We probably agree that X11 is an old bloated code base; I’ve never been opposed to replacing it. I am just critical of wayland’s choices and management. I wish they had more respect for user requirements. They were too eager to break stuff rather than giving users control over permissions. This ended up tarnishing their own brand.
But every broken feature is an example of this. Like the ability to get window and mouse coordinates. They forcefully removed those features and consequently some multiwindow applications get all messed up. This is directly attributable to wayland’s decision to deny us the feature. This wouldn’t be such a big deal if wayland had kept the features as privileged permissions. The criticism is that wayland would rather dictate our needs to us than give us the option.
This is why people are working on sandboxing apps. Unfortunately it requires apps to be designed to work in a sandboxed environment so it will happen gradually
Magnusmaster,
I don’t know how long it will take, but yep I agree.
This is what some fail to grasp. You cannot fix X11 without “breaking everything” as the famous Wayland post proclaims.
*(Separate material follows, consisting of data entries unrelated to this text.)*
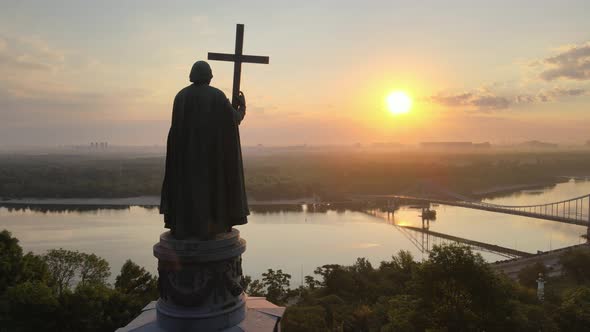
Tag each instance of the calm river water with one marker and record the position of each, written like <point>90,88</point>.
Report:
<point>299,241</point>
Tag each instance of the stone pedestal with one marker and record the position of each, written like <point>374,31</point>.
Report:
<point>199,283</point>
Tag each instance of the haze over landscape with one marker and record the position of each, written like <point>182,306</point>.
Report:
<point>75,72</point>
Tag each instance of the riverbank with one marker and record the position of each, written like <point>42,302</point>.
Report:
<point>132,201</point>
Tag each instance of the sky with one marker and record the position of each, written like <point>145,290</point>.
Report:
<point>73,72</point>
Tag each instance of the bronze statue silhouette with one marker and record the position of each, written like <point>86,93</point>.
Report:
<point>203,193</point>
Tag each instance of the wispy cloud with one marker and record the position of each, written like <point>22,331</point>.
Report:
<point>571,63</point>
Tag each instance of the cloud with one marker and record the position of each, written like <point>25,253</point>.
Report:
<point>486,100</point>
<point>482,101</point>
<point>29,54</point>
<point>572,63</point>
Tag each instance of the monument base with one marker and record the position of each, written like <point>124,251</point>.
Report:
<point>261,316</point>
<point>200,289</point>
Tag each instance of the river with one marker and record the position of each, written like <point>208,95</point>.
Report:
<point>296,239</point>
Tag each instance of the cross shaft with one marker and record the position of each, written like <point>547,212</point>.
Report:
<point>238,58</point>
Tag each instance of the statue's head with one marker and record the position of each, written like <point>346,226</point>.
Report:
<point>201,73</point>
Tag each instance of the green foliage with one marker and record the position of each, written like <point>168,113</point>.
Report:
<point>136,281</point>
<point>253,287</point>
<point>453,290</point>
<point>574,312</point>
<point>32,306</point>
<point>10,260</point>
<point>576,264</point>
<point>529,275</point>
<point>295,174</point>
<point>66,266</point>
<point>304,319</point>
<point>40,293</point>
<point>277,285</point>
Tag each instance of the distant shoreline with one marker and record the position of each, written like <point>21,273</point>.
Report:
<point>155,200</point>
<point>130,201</point>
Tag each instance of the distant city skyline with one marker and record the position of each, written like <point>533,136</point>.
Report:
<point>504,72</point>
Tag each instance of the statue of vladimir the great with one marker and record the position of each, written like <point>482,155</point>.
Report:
<point>203,193</point>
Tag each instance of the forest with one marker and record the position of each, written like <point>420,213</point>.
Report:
<point>327,174</point>
<point>452,290</point>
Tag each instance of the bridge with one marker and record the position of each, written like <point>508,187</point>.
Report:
<point>423,238</point>
<point>571,211</point>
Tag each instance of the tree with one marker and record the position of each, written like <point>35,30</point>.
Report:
<point>253,287</point>
<point>461,291</point>
<point>304,319</point>
<point>277,285</point>
<point>529,275</point>
<point>135,280</point>
<point>576,264</point>
<point>574,311</point>
<point>84,308</point>
<point>32,307</point>
<point>404,314</point>
<point>62,265</point>
<point>10,260</point>
<point>93,269</point>
<point>34,268</point>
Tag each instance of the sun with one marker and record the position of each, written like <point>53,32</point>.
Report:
<point>398,102</point>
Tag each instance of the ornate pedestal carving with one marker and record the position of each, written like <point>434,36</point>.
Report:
<point>200,282</point>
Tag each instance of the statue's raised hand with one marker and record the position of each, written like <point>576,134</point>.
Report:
<point>241,100</point>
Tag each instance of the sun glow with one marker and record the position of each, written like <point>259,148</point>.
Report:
<point>398,102</point>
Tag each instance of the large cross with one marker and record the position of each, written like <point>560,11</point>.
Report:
<point>237,58</point>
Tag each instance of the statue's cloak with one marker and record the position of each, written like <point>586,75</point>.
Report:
<point>203,185</point>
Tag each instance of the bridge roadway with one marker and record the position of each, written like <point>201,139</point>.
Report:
<point>489,207</point>
<point>490,247</point>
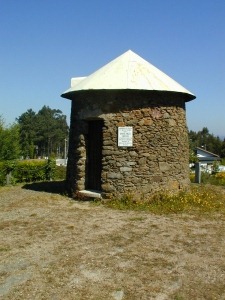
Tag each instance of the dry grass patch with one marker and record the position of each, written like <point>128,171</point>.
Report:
<point>55,248</point>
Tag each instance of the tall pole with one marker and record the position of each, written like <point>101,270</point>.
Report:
<point>65,150</point>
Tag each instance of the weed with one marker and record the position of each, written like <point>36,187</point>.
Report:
<point>198,198</point>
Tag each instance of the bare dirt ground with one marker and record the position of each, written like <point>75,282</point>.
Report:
<point>55,248</point>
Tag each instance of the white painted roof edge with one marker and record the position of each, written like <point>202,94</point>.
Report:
<point>76,80</point>
<point>128,71</point>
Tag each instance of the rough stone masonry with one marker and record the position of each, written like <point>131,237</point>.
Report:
<point>159,156</point>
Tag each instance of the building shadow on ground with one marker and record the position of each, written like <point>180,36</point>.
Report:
<point>54,187</point>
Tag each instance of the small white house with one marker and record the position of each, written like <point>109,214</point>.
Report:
<point>206,159</point>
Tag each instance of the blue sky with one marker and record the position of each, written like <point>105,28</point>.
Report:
<point>46,42</point>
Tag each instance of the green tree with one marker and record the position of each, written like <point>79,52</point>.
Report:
<point>27,124</point>
<point>204,139</point>
<point>43,133</point>
<point>9,141</point>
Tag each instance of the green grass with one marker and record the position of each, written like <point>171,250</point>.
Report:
<point>200,198</point>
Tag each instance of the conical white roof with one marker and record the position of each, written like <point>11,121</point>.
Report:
<point>127,71</point>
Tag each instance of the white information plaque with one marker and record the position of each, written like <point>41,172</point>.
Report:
<point>125,136</point>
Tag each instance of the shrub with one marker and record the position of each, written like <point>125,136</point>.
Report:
<point>27,170</point>
<point>60,173</point>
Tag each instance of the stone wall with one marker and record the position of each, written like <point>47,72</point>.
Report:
<point>159,156</point>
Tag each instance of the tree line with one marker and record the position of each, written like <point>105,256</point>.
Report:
<point>45,134</point>
<point>34,135</point>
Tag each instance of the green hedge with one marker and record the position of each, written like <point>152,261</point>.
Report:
<point>27,171</point>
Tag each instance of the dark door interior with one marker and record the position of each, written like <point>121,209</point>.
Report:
<point>94,153</point>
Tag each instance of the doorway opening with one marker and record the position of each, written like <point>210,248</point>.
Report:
<point>94,155</point>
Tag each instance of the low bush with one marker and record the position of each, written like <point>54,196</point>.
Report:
<point>27,171</point>
<point>60,173</point>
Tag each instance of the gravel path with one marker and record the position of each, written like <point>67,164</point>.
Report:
<point>55,248</point>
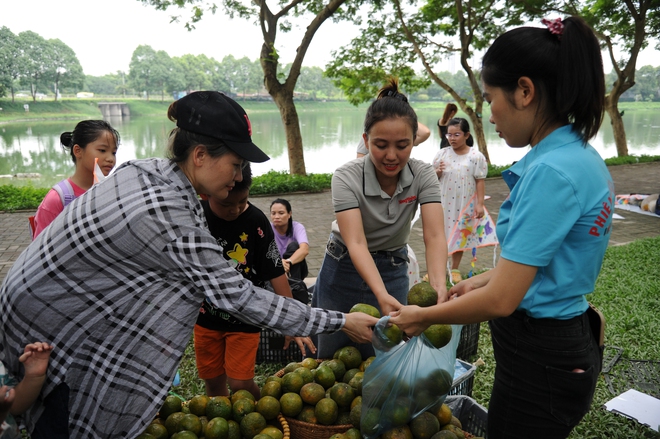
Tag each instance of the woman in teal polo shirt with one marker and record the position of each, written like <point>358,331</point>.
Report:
<point>375,198</point>
<point>545,87</point>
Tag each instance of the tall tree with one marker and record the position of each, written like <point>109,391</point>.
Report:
<point>195,70</point>
<point>149,70</point>
<point>9,61</point>
<point>271,21</point>
<point>623,26</point>
<point>33,62</point>
<point>63,67</point>
<point>627,25</point>
<point>396,38</point>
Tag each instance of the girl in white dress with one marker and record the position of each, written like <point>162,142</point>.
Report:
<point>461,171</point>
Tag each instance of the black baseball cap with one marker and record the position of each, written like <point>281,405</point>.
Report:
<point>216,115</point>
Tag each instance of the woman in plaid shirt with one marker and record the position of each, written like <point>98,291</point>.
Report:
<point>115,284</point>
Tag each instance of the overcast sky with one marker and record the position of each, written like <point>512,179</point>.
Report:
<point>104,34</point>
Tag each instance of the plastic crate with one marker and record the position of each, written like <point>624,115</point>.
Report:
<point>469,342</point>
<point>271,349</point>
<point>473,416</point>
<point>462,384</point>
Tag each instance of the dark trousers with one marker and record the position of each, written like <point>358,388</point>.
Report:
<point>538,390</point>
<point>54,421</point>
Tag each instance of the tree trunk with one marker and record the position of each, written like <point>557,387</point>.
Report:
<point>478,127</point>
<point>291,122</point>
<point>612,108</point>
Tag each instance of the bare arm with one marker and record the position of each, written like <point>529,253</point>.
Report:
<point>506,286</point>
<point>352,232</point>
<point>436,247</point>
<point>35,360</point>
<point>298,256</point>
<point>481,193</point>
<point>423,133</point>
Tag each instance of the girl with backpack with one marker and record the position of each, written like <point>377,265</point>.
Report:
<point>90,140</point>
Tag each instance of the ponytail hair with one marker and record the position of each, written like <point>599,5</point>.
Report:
<point>565,65</point>
<point>389,104</point>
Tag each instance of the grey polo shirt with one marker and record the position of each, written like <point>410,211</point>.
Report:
<point>386,220</point>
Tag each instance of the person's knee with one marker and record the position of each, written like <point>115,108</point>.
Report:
<point>217,386</point>
<point>248,385</point>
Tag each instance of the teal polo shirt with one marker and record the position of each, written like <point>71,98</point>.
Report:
<point>386,220</point>
<point>558,217</point>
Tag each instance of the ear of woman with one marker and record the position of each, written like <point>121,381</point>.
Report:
<point>525,93</point>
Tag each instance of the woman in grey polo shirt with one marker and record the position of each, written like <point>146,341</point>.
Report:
<point>375,198</point>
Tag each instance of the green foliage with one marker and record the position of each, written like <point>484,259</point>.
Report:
<point>275,182</point>
<point>16,198</point>
<point>630,159</point>
<point>628,294</point>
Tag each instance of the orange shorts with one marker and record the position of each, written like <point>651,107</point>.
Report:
<point>232,353</point>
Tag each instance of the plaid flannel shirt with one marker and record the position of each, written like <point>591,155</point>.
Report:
<point>115,284</point>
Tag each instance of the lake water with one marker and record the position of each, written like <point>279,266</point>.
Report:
<point>330,139</point>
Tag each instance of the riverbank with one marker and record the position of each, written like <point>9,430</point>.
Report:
<point>74,108</point>
<point>314,211</point>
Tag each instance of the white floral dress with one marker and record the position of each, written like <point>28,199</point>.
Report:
<point>458,182</point>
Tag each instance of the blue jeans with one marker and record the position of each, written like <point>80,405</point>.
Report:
<point>339,287</point>
<point>536,391</point>
<point>54,421</point>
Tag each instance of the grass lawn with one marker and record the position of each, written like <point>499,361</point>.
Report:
<point>627,292</point>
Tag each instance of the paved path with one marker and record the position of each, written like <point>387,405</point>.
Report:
<point>316,213</point>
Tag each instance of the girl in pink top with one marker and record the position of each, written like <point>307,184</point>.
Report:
<point>291,239</point>
<point>90,140</point>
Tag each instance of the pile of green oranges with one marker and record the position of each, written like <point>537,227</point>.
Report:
<point>220,417</point>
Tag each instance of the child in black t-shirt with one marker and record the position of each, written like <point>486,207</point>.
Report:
<point>225,347</point>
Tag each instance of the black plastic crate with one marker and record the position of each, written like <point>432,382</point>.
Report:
<point>463,384</point>
<point>473,416</point>
<point>271,349</point>
<point>469,342</point>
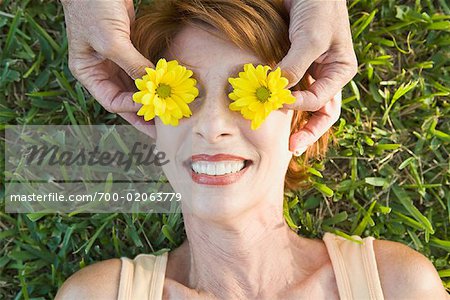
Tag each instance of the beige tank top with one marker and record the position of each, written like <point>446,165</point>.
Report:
<point>354,266</point>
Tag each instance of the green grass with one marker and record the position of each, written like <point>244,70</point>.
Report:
<point>388,176</point>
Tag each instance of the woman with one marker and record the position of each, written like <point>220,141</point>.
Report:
<point>238,245</point>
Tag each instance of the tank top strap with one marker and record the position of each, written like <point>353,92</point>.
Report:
<point>354,266</point>
<point>142,277</point>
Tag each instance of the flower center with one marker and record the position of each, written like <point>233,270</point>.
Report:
<point>163,91</point>
<point>262,93</point>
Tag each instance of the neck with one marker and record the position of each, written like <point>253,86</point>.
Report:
<point>245,258</point>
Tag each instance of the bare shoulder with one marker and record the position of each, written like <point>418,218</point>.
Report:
<point>406,273</point>
<point>97,281</point>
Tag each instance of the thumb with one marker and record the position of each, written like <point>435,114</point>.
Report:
<point>130,60</point>
<point>295,64</point>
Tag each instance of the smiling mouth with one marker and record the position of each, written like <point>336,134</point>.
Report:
<point>219,168</point>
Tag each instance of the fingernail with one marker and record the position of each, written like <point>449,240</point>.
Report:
<point>300,151</point>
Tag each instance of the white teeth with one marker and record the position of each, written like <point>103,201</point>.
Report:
<point>217,168</point>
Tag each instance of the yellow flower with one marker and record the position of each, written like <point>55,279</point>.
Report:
<point>257,93</point>
<point>165,92</point>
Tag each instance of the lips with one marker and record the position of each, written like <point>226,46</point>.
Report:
<point>224,179</point>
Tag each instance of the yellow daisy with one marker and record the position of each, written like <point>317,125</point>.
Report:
<point>165,92</point>
<point>257,93</point>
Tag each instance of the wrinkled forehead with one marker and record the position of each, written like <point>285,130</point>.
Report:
<point>199,48</point>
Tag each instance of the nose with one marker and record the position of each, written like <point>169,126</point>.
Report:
<point>215,121</point>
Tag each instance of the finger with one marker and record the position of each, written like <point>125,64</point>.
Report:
<point>146,127</point>
<point>130,60</point>
<point>111,97</point>
<point>318,125</point>
<point>296,62</point>
<point>332,78</point>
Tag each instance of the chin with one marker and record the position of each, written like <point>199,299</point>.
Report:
<point>218,207</point>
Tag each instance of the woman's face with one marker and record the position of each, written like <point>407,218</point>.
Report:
<point>215,129</point>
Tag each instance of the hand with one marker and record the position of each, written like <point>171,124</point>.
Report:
<point>321,43</point>
<point>101,53</point>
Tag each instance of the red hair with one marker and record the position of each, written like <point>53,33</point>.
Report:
<point>260,26</point>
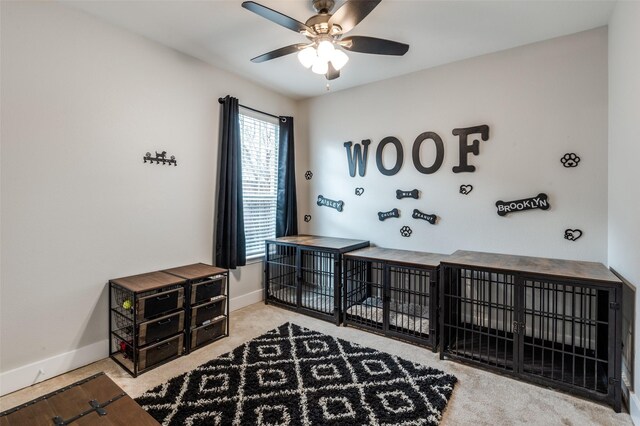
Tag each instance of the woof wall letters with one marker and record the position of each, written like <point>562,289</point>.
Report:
<point>358,155</point>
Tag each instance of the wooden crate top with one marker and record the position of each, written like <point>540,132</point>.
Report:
<point>148,281</point>
<point>401,257</point>
<point>73,400</point>
<point>319,242</point>
<point>568,269</point>
<point>195,271</point>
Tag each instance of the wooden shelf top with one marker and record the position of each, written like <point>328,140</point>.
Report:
<point>315,241</point>
<point>568,269</point>
<point>195,271</point>
<point>148,281</point>
<point>404,257</point>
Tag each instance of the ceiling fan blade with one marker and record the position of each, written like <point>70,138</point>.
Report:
<point>279,52</point>
<point>333,73</point>
<point>276,17</point>
<point>378,46</point>
<point>352,12</point>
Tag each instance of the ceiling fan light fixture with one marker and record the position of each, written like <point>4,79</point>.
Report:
<point>325,50</point>
<point>307,56</point>
<point>339,59</point>
<point>320,66</point>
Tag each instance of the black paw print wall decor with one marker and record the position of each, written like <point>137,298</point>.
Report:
<point>570,160</point>
<point>466,189</point>
<point>572,234</point>
<point>160,157</point>
<point>406,231</point>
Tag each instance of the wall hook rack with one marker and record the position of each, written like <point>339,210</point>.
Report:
<point>160,157</point>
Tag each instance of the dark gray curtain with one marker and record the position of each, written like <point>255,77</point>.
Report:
<point>286,210</point>
<point>230,237</point>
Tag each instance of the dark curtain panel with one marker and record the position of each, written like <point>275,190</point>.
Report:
<point>286,211</point>
<point>230,237</point>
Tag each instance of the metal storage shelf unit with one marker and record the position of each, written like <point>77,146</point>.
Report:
<point>207,307</point>
<point>146,320</point>
<point>552,322</point>
<point>393,292</point>
<point>303,273</point>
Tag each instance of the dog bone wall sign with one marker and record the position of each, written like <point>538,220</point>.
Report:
<point>382,216</point>
<point>400,194</point>
<point>540,201</point>
<point>334,204</point>
<point>431,218</point>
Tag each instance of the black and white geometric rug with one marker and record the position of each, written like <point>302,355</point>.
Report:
<point>295,376</point>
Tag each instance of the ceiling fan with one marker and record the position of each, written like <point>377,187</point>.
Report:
<point>323,52</point>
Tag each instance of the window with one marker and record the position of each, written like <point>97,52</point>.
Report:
<point>259,140</point>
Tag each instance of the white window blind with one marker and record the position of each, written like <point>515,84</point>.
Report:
<point>259,140</point>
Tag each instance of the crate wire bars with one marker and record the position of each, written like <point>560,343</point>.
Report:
<point>304,273</point>
<point>553,331</point>
<point>393,292</point>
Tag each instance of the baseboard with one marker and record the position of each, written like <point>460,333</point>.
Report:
<point>239,302</point>
<point>38,371</point>
<point>634,408</point>
<point>30,374</point>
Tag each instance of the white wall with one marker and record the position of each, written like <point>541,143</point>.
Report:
<point>82,102</point>
<point>540,102</point>
<point>624,152</point>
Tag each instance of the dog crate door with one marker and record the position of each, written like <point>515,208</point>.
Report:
<point>566,333</point>
<point>281,281</point>
<point>319,271</point>
<point>479,316</point>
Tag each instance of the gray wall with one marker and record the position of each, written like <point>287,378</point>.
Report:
<point>624,152</point>
<point>82,102</point>
<point>540,102</point>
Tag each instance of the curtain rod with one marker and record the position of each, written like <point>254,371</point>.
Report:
<point>221,100</point>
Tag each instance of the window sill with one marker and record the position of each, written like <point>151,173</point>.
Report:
<point>258,258</point>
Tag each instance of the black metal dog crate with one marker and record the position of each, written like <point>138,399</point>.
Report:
<point>552,322</point>
<point>393,292</point>
<point>303,272</point>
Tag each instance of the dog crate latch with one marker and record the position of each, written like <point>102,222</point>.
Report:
<point>518,327</point>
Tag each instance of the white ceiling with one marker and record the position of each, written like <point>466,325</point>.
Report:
<point>224,34</point>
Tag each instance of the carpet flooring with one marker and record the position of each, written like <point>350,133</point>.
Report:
<point>295,376</point>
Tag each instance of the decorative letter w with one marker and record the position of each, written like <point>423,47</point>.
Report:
<point>357,156</point>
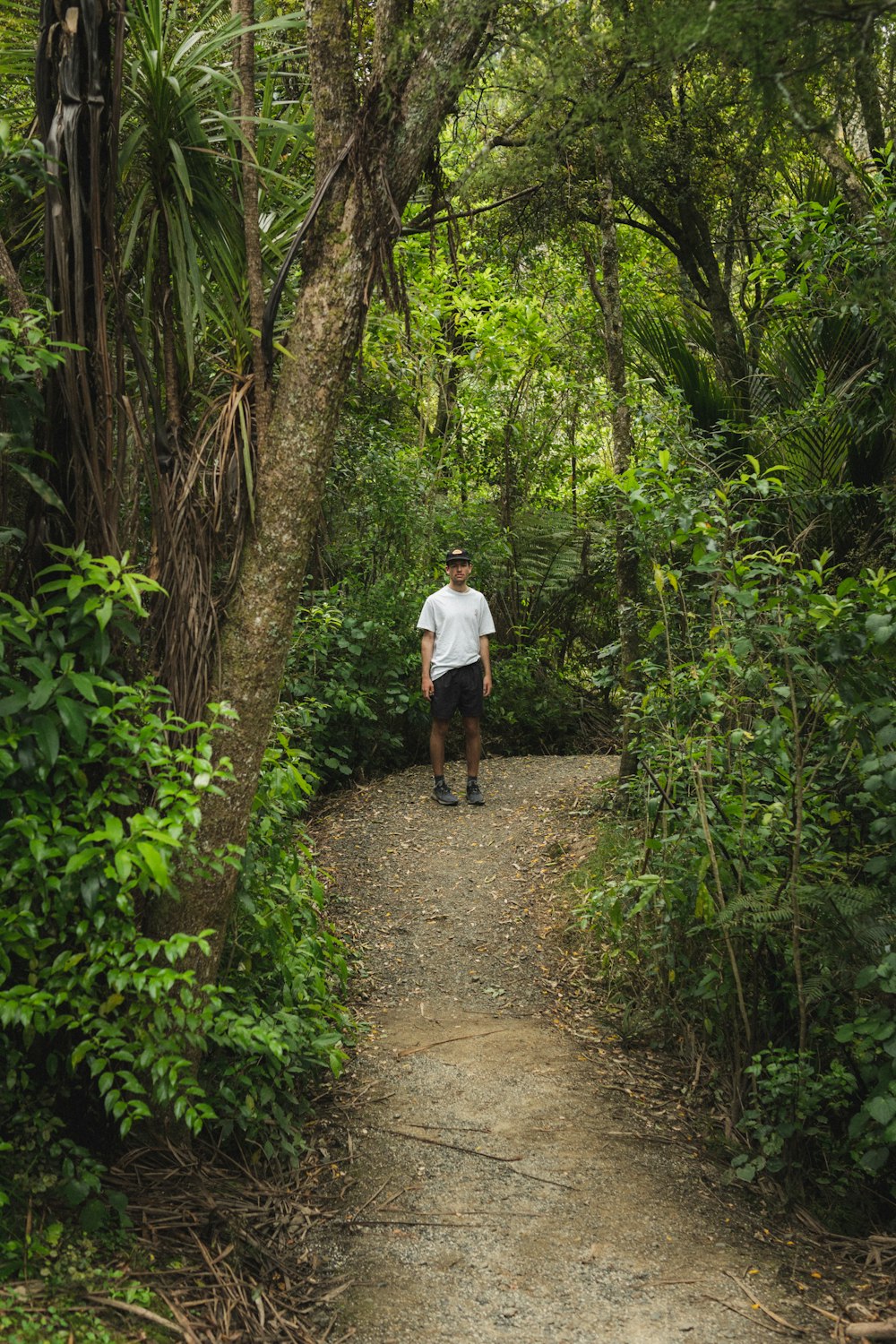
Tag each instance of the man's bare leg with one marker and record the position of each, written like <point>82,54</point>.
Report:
<point>473,746</point>
<point>438,733</point>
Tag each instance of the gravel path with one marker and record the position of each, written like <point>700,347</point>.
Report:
<point>504,1182</point>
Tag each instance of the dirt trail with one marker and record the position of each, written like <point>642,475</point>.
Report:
<point>503,1185</point>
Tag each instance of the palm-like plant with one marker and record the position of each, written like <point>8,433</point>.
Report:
<point>182,223</point>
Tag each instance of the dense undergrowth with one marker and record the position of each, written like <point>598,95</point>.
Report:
<point>107,1037</point>
<point>754,919</point>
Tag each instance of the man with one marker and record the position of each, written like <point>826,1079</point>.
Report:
<point>457,672</point>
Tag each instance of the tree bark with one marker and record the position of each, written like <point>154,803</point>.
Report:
<point>626,561</point>
<point>252,231</point>
<point>395,123</point>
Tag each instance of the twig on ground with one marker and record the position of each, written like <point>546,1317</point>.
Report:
<point>780,1320</point>
<point>449,1040</point>
<point>142,1312</point>
<point>457,1148</point>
This is why there is not X12. This is why Wayland was started as a new initiative and Xorg development stalled. It allowed more conservative users to keep using things without disruption while the other ecosystem matured.
Any attempt to modernize Xorg will break things. There has been a recent Xorg fork and this is already happening. The list of things that the Xorg security extension breaks sounds an awful lot like the list of things that detracts have to say about Wayland. No coincidence. He did not talk about it but it is obvious that you would have the same issues with screen capture, streaming, global hotkeys, and everything else that relies on random apps accessing other apps without restriction.
Thankfully, we are finally close to putting all this behind us.